I have affectionally dubbed this place “The Home of Tomorrow.” Besides being a big sci-fi dork, when I first went to look at the place I noticed a small round plate under the address marker. It’s of an adorable nuclear family holding hands in front of a house with the words ‘Gold Medallion Home, Live Better Electrically’ emblazoned on it. I’m pretty sure I made the decision to buy the place right then. I’m a sucker for the retro future tech and that medallion is a big screaming icon to such. In order for my house to earn the coveted gold medallion— considered the apex of modern living —it had to be a completely electric house. Including clothes washer and dryer, waste disposal, refrigerator and all-electric heating.
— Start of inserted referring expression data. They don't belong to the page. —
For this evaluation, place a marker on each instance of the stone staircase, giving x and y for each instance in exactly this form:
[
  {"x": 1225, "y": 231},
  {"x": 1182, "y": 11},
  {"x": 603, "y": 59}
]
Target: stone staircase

The heating is one of the more interesting aspects of the place. It has radiant heat in the ceiling. Yes, the ceiling. Before looking at the place I had never heard of such modern marvels of living. Let me tell you, I feel spoiled now. It’s individually controlled, room by room. I don't turn it up unless I’m going to be in there. It’s also not a dry heat since its not heating the air. No more static shocks, no more running a humidifier all winter. I love it. It also doesn't make any noise. So no turing the TV volume up when the furnace kicks on. After seeing my first winter electric bill I can safely say it costs roughly the same as a normal electric furnace.

Radiant heat thermostat.
The above mentioned medallion.

My unusual ceiling heat is just one of the many incredible details that can be found In my 1960 brick ranch time capsule house. Check back occasionally and see what mischief occurs while I attempt to live in 
“The Home of Tomorrow!”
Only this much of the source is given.